I, Christopher Blizzard, hereby certify that I am the duly elected and acting Secretary of Mozilla Corporation, a California corporation (the “Company”). I further certify that on November 10, 2006, the Board of Directors of the Company unanimously amended the Bylaws of the Company (the “Bylaws”), and that the following are the amendments to the Bylaws, and this Second Amendment to the Bylaws is in effect as of the date hereof:
ARTICLE IV. BOARD OF DIRECTORS.
“Section 2. Number, Tenure and Qualifications. The number of directors that shall constitute the whole board shall be not more than seven (7) nor fewer than two (2). The exact number of directors may be fixed from time to time within such limit by a duly adopted resolution of the shareholders. The exact number of directors presently shall be four (4) until changed within the limits specified above by a duly adopted resolution of the shareholders. Directors need not be shareholders.

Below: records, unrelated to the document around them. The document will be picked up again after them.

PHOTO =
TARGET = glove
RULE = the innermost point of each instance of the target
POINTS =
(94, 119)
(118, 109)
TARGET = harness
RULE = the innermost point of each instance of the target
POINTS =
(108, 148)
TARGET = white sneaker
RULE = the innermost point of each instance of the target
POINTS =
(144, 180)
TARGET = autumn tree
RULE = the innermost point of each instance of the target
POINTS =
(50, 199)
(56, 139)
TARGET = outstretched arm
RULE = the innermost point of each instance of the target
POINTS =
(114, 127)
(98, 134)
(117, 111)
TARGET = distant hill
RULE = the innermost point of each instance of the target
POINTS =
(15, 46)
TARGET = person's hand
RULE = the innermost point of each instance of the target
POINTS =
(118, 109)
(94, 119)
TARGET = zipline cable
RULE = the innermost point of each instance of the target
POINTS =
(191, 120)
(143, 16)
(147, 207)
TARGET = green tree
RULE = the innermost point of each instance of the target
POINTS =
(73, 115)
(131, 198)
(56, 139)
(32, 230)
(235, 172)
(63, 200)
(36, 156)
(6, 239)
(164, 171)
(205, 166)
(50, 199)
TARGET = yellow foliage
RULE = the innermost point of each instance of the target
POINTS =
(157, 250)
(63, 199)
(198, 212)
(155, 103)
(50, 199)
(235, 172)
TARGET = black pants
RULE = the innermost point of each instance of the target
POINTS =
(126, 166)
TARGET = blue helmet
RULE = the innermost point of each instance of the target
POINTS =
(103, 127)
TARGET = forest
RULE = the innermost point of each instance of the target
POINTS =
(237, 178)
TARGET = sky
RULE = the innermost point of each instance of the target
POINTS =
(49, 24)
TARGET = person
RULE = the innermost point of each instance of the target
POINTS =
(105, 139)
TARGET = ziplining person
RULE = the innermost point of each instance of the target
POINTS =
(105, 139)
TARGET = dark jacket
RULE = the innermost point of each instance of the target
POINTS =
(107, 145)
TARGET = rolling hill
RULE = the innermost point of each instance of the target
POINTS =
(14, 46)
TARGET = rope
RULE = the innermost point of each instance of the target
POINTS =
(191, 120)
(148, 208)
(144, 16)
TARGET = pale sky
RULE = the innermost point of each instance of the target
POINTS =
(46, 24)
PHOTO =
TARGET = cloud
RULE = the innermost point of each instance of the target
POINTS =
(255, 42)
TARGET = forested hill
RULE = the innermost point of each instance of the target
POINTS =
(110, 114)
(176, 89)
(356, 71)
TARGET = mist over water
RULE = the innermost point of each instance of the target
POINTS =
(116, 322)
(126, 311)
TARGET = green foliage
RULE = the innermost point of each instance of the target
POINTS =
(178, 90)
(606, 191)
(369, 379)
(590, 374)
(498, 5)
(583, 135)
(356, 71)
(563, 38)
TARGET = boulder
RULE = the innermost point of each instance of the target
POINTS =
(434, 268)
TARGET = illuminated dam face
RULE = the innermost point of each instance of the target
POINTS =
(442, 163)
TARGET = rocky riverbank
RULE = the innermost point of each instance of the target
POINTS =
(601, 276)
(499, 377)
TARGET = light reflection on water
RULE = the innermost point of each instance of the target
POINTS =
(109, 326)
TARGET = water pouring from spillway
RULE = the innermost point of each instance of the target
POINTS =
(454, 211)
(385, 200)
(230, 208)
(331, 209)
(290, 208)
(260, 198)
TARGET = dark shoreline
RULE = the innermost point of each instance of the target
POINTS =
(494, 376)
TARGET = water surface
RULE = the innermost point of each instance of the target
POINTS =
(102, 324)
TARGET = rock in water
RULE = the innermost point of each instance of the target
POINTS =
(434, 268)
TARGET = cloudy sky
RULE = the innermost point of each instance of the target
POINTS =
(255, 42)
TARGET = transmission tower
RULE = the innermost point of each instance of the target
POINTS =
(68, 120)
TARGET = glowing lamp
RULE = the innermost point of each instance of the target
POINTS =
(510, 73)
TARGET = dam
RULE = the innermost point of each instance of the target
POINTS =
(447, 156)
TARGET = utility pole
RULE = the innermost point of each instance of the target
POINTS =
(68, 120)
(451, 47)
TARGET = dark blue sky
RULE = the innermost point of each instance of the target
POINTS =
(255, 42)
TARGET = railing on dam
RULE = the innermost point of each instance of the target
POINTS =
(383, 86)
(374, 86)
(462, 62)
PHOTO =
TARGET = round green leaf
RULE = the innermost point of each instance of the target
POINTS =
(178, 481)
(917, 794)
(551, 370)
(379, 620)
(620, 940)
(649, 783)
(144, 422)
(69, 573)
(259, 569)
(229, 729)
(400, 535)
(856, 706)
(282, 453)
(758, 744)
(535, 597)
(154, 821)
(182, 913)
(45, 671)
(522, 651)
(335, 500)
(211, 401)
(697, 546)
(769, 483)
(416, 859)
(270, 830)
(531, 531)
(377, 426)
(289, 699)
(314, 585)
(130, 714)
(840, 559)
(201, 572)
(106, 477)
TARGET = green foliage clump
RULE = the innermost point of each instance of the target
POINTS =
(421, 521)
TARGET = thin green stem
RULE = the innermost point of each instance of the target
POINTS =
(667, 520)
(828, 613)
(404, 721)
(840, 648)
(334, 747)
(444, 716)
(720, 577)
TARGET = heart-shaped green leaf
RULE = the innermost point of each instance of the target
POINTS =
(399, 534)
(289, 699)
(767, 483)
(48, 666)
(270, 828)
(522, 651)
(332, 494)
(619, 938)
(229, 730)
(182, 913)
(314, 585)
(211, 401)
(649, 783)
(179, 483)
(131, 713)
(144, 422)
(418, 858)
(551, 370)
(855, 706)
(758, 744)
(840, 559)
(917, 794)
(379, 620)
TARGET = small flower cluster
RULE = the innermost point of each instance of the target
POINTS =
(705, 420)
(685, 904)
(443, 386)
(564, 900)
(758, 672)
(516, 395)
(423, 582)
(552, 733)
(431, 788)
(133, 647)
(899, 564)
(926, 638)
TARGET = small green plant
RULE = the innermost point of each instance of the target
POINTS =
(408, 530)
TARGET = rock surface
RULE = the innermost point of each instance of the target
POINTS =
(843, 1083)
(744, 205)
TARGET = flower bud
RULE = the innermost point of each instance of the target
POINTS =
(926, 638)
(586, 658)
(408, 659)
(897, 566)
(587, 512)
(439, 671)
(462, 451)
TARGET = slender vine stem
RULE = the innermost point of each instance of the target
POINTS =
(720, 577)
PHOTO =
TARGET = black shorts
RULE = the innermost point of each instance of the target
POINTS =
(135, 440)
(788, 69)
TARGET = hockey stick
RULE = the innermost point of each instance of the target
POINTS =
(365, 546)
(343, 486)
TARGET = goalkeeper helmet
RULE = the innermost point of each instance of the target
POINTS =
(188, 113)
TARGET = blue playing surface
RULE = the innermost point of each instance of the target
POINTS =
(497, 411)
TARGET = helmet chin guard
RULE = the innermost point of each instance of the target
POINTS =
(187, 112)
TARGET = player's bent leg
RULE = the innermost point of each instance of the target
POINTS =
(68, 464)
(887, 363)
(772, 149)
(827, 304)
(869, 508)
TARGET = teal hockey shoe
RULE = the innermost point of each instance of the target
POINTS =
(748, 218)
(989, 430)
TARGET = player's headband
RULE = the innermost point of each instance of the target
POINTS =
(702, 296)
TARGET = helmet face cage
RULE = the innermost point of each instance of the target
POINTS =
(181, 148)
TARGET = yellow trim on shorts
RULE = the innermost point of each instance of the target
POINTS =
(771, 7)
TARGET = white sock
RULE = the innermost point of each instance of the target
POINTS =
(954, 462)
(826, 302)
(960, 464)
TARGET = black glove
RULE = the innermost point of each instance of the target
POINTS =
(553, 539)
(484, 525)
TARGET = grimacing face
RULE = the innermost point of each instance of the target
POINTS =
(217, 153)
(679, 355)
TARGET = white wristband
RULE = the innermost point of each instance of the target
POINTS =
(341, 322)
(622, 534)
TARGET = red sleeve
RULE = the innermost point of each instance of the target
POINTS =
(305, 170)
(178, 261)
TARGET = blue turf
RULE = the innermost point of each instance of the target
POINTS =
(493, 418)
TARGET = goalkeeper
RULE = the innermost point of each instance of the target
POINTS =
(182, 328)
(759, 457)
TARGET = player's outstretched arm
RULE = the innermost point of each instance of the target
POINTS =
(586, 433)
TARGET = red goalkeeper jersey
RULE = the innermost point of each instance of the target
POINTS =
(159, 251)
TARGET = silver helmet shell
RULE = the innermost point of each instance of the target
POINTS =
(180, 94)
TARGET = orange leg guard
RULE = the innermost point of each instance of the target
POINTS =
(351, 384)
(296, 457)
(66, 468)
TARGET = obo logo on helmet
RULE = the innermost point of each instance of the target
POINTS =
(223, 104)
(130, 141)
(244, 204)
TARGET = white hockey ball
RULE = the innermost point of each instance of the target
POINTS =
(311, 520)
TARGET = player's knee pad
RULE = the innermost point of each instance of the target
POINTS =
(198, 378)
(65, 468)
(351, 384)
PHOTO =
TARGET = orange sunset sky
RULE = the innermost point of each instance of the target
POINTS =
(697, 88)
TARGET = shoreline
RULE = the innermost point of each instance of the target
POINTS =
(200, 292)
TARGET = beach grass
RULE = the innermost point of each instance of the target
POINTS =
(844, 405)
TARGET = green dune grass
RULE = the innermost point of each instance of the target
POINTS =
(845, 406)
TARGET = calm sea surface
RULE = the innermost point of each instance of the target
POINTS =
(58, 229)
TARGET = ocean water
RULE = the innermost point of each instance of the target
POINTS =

Directors shall hold office until the next annual meeting of shareholders and until their respective successors are elected. If any such annual meeting is not held, or the directors are not elected thereat, the directors may be elected at any special meeting of shareholders held for that purpose.”
ARTICLE VI. MISCELLANEOUS.
“Section 6. Amendments. Bylaws may be adopted, amended, or repealed by the vote or written consent of shareholders entitled to exercise a majority of the voting power of the Corporation. Subject to the right of shareholders to adopt, amend, or repeal Bylaws, Bylaws may be adopted, amended, or repealed by the Board of Directors, except that a Bylaw amendment thereof changing the authorized number of directors may be adopted only by a duly adopted resolution of the shareholders.”
IN WITNESS WHEREOF, I sign this Certificate as of the 10th day of November, 2006.